【完結】バスは秘密の恋を乗せる

桐山なつめ

プロローグ 塗りつぶしたい過去

 ぽた、ぽた、ぽた。

 絵筆を洗うためのバケツから、水がしたたり落ちる。


 ――本当は、こんなことをするつもりじゃなかったんだ。


 机の上には、水にぬれてすっかり絵の具がにじんでしまった水彩画。

 こおりつく美術室。息をのんで見つめる美術部のみんな。

 なんてことをしちゃったんだろう。

 私は、この絵を描いた子の気持ちをよく知っていたはずなのに。

 とても自分勝手な理由で、彼女の絵を台無しにしてしまった。

 ぎゅっと胸がしめつけられて、息をするのが苦しい。


「菜月、そんな顔しないで」


 立ちつくす私に、親友の亜衣が近寄ってきた。

 目の前で自分の絵をめちゃくちゃにされたのに、亜衣はやさしい。


「どうして怒らないの? 私、わざとやったのに」

「いいの。

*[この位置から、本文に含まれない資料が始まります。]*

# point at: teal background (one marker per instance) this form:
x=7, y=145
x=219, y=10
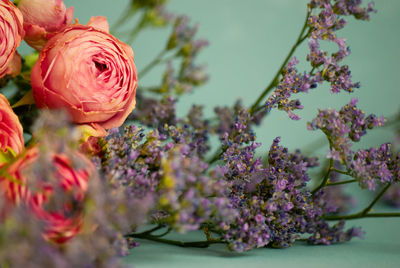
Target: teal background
x=248, y=41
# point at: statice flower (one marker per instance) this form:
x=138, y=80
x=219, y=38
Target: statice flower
x=154, y=113
x=350, y=124
x=190, y=197
x=354, y=8
x=291, y=83
x=376, y=163
x=342, y=127
x=392, y=196
x=334, y=199
x=323, y=26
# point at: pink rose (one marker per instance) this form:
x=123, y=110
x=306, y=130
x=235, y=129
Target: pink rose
x=44, y=18
x=11, y=134
x=63, y=220
x=11, y=34
x=88, y=72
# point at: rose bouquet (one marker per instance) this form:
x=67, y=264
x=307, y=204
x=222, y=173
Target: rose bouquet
x=91, y=161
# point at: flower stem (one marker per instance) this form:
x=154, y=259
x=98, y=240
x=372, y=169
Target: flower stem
x=325, y=179
x=196, y=244
x=341, y=171
x=339, y=183
x=365, y=212
x=275, y=80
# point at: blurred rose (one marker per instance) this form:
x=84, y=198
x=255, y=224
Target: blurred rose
x=56, y=196
x=10, y=128
x=88, y=72
x=44, y=18
x=13, y=184
x=11, y=34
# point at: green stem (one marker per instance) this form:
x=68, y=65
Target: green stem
x=365, y=212
x=196, y=244
x=341, y=171
x=275, y=80
x=158, y=227
x=164, y=233
x=339, y=183
x=151, y=65
x=325, y=179
x=378, y=196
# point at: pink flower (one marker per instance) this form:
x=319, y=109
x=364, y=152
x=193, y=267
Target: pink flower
x=55, y=198
x=44, y=18
x=11, y=32
x=88, y=72
x=11, y=134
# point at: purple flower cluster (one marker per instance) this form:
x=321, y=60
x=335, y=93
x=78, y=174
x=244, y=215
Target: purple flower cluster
x=350, y=124
x=291, y=83
x=342, y=127
x=323, y=26
x=376, y=163
x=273, y=203
x=335, y=200
x=188, y=195
x=155, y=166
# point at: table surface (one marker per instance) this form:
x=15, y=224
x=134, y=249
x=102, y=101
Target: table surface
x=380, y=248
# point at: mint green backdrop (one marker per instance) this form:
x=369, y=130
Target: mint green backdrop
x=248, y=41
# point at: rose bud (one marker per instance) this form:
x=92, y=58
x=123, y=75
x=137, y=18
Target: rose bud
x=11, y=32
x=55, y=197
x=89, y=73
x=11, y=134
x=44, y=18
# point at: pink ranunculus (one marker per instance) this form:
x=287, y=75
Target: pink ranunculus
x=56, y=198
x=88, y=72
x=44, y=18
x=11, y=133
x=11, y=35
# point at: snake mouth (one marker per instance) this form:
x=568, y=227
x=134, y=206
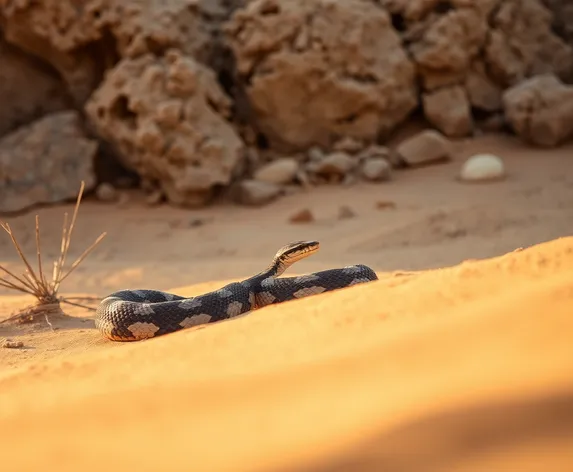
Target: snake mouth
x=298, y=250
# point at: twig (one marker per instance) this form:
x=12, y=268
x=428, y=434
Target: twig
x=36, y=284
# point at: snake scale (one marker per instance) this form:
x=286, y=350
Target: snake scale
x=133, y=315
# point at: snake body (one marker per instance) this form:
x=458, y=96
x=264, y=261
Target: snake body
x=133, y=315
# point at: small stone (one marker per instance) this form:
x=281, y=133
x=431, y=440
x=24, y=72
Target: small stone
x=303, y=179
x=315, y=154
x=9, y=344
x=493, y=123
x=302, y=216
x=281, y=171
x=154, y=198
x=348, y=145
x=375, y=151
x=429, y=146
x=385, y=205
x=448, y=109
x=482, y=167
x=336, y=164
x=377, y=169
x=105, y=192
x=349, y=179
x=256, y=193
x=345, y=212
x=123, y=199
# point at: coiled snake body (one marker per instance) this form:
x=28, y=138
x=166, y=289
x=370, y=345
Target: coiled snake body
x=133, y=315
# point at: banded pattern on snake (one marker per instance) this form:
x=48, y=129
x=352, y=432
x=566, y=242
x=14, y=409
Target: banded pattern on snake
x=133, y=315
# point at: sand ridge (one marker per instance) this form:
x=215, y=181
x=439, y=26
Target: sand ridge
x=317, y=376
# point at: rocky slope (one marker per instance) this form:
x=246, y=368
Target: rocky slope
x=195, y=96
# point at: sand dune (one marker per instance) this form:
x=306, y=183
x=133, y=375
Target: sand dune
x=465, y=368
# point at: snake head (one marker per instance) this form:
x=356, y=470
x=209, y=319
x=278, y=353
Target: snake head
x=296, y=251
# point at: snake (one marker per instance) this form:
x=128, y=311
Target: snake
x=135, y=315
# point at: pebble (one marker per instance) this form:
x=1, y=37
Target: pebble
x=282, y=171
x=376, y=169
x=154, y=198
x=335, y=164
x=482, y=167
x=348, y=144
x=302, y=216
x=105, y=192
x=315, y=154
x=426, y=147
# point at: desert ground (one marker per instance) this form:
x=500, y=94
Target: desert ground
x=458, y=358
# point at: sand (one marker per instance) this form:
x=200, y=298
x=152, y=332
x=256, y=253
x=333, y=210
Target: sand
x=458, y=358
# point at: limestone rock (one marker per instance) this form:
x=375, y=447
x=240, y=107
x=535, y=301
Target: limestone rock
x=281, y=171
x=336, y=164
x=80, y=42
x=316, y=70
x=540, y=110
x=27, y=90
x=522, y=43
x=105, y=192
x=482, y=91
x=257, y=193
x=45, y=162
x=166, y=118
x=448, y=109
x=482, y=168
x=426, y=147
x=376, y=169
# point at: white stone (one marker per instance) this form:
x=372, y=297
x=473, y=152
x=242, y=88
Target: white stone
x=482, y=167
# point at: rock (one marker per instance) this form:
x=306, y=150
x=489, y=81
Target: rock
x=348, y=145
x=562, y=18
x=302, y=216
x=45, y=162
x=256, y=193
x=426, y=147
x=337, y=164
x=315, y=71
x=483, y=93
x=154, y=198
x=376, y=169
x=166, y=117
x=345, y=212
x=522, y=43
x=80, y=43
x=375, y=151
x=482, y=167
x=105, y=192
x=493, y=123
x=27, y=90
x=281, y=171
x=448, y=109
x=540, y=110
x=315, y=154
x=443, y=45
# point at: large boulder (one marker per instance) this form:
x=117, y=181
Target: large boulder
x=27, y=89
x=483, y=46
x=540, y=110
x=166, y=117
x=81, y=40
x=44, y=162
x=316, y=70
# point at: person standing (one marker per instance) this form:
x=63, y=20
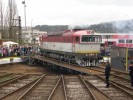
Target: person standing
x=131, y=73
x=107, y=74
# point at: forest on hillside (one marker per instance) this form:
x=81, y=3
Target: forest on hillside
x=125, y=26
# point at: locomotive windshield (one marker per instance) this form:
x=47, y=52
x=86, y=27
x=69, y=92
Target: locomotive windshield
x=91, y=38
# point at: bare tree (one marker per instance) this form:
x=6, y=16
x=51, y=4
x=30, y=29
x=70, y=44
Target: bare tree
x=11, y=20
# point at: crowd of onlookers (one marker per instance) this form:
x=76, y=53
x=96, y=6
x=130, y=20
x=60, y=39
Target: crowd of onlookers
x=14, y=50
x=105, y=51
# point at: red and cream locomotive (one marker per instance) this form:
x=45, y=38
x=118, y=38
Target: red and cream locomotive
x=77, y=46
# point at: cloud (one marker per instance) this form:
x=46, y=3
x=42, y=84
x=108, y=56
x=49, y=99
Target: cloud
x=107, y=2
x=75, y=11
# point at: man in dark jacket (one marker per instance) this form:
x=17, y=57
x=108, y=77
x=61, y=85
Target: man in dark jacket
x=107, y=74
x=131, y=72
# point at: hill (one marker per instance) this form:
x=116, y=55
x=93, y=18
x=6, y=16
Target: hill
x=124, y=26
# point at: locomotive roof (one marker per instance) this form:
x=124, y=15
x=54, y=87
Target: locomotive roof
x=68, y=32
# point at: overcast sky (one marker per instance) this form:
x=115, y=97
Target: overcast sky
x=74, y=12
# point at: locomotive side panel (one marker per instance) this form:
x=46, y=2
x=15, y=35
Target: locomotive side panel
x=87, y=48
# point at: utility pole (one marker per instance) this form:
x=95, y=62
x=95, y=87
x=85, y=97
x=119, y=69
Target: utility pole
x=19, y=29
x=20, y=34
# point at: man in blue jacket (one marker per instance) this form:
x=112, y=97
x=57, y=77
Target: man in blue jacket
x=107, y=74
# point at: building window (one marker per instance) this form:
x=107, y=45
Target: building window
x=128, y=41
x=77, y=39
x=121, y=41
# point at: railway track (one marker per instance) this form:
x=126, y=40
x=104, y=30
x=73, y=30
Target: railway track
x=68, y=87
x=114, y=92
x=14, y=85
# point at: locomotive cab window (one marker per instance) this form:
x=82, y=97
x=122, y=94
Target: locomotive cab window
x=77, y=39
x=90, y=38
x=128, y=41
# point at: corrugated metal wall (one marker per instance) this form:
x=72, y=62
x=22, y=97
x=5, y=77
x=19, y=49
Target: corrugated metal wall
x=121, y=57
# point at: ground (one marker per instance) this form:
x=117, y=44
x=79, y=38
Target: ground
x=27, y=69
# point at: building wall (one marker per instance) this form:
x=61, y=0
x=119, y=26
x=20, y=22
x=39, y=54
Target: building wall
x=31, y=35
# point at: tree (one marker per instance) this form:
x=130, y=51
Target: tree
x=11, y=20
x=1, y=19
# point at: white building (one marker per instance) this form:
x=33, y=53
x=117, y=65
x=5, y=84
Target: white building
x=31, y=35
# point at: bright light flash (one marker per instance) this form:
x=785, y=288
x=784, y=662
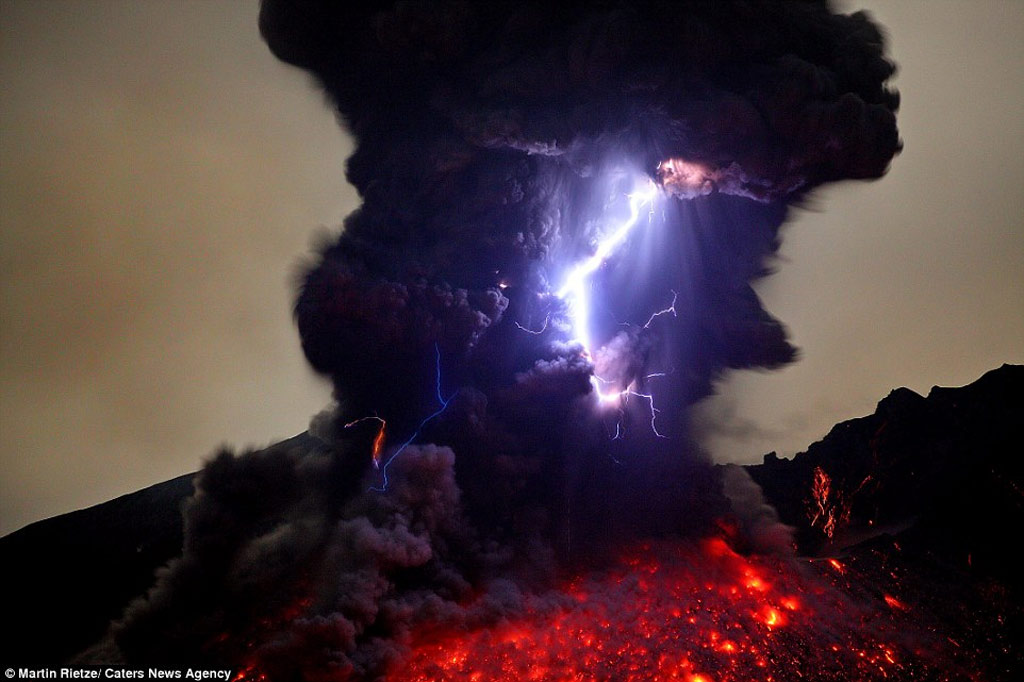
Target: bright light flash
x=576, y=291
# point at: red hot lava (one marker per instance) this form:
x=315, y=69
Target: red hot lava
x=696, y=612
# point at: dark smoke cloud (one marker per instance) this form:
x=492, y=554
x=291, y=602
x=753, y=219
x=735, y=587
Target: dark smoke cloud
x=495, y=143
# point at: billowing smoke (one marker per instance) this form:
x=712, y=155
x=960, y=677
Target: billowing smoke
x=470, y=460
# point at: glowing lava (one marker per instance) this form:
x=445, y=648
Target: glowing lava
x=690, y=612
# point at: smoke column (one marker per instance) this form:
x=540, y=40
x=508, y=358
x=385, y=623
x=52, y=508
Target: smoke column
x=470, y=461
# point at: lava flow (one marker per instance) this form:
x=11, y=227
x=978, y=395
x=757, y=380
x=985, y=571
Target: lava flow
x=698, y=612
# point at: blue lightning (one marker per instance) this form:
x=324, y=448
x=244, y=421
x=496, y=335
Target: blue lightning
x=443, y=406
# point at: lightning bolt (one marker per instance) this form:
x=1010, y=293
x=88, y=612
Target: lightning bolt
x=442, y=401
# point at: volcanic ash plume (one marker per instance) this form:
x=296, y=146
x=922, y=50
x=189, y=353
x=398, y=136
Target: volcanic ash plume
x=563, y=206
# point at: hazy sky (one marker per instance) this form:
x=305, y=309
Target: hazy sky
x=162, y=174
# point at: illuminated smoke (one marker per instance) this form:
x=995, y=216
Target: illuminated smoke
x=560, y=201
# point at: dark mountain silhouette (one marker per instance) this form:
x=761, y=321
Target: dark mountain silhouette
x=930, y=487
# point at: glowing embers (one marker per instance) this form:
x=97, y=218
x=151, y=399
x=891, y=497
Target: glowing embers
x=686, y=178
x=697, y=611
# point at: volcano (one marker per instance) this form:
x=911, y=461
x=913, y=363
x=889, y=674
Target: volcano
x=918, y=573
x=564, y=206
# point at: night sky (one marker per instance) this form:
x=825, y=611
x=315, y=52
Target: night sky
x=162, y=175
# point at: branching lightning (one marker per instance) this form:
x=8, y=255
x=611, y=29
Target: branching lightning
x=443, y=406
x=576, y=292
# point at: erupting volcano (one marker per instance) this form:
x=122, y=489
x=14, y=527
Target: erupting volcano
x=563, y=208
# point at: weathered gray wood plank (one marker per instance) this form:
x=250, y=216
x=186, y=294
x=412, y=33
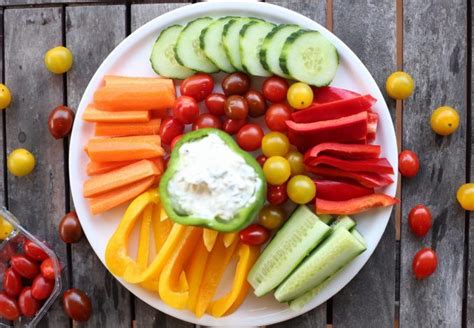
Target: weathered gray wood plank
x=435, y=55
x=37, y=199
x=91, y=33
x=316, y=10
x=369, y=300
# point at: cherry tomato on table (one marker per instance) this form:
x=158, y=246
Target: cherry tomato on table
x=207, y=121
x=420, y=220
x=197, y=86
x=254, y=235
x=250, y=137
x=276, y=116
x=408, y=163
x=186, y=109
x=424, y=263
x=275, y=89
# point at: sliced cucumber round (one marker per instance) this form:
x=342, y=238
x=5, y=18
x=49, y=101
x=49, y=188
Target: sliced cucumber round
x=162, y=56
x=309, y=57
x=252, y=35
x=211, y=43
x=272, y=47
x=188, y=51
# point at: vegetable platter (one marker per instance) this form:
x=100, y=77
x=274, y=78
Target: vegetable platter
x=131, y=58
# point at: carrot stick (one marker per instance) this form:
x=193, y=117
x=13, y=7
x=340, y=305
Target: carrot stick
x=120, y=177
x=127, y=129
x=94, y=115
x=114, y=198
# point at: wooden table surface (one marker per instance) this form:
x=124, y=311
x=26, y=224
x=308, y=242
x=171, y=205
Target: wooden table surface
x=432, y=40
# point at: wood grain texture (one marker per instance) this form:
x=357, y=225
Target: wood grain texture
x=92, y=32
x=435, y=55
x=368, y=300
x=38, y=200
x=145, y=315
x=316, y=10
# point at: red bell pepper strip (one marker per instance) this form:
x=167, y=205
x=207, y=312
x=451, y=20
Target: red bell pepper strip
x=354, y=205
x=373, y=165
x=340, y=190
x=370, y=180
x=333, y=110
x=345, y=151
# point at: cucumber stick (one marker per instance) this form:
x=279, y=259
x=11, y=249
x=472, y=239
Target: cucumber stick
x=336, y=251
x=301, y=233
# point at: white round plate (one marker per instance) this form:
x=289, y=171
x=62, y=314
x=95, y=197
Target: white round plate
x=131, y=58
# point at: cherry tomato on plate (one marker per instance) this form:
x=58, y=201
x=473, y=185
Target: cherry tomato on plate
x=186, y=109
x=207, y=121
x=276, y=116
x=215, y=103
x=408, y=163
x=424, y=263
x=77, y=304
x=197, y=86
x=275, y=89
x=254, y=235
x=170, y=128
x=420, y=220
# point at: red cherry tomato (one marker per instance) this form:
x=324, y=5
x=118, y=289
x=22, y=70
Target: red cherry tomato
x=408, y=163
x=275, y=89
x=198, y=86
x=276, y=116
x=254, y=235
x=12, y=284
x=420, y=220
x=41, y=287
x=186, y=109
x=207, y=121
x=8, y=307
x=170, y=128
x=33, y=251
x=215, y=103
x=24, y=266
x=424, y=263
x=233, y=126
x=28, y=305
x=250, y=137
x=277, y=195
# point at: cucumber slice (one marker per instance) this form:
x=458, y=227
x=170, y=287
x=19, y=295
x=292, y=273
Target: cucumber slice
x=188, y=51
x=272, y=47
x=309, y=57
x=335, y=252
x=300, y=234
x=211, y=43
x=162, y=56
x=251, y=39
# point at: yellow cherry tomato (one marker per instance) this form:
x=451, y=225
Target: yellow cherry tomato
x=271, y=216
x=276, y=170
x=20, y=162
x=300, y=95
x=5, y=96
x=465, y=196
x=444, y=120
x=399, y=85
x=301, y=189
x=58, y=60
x=275, y=144
x=295, y=158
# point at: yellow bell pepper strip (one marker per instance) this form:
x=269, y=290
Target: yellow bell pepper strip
x=194, y=271
x=216, y=265
x=231, y=301
x=169, y=290
x=116, y=257
x=210, y=237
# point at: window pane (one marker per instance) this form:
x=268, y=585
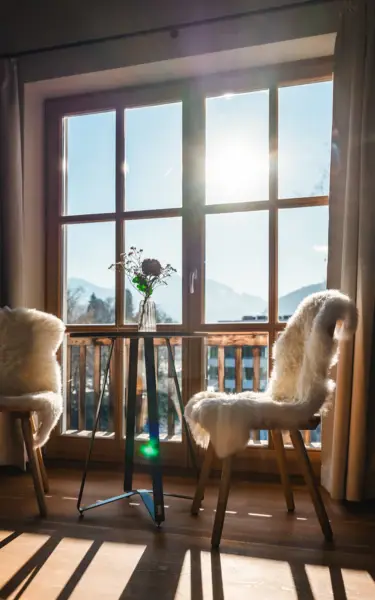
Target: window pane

やっと菜月の気持ちがわかって、ほっとしたから」


 どうして? 私は、絶交されても仕方ないくらい、最低なことをしたのに!


「ごめん、亜衣。私、もう絵を描くのやめるから」

「えっ、なんで? やめちゃだめだよ、菜月」


 亜衣のやさしさが痛い。罪悪感でおしつぶされてしまいそう。

 私はカバンを乱暴にひっつかむと、逃げるように美術室から駆け出した。

 亜衣と話をしたのは、それが最後。

 あの日から、私は絵を描いていない。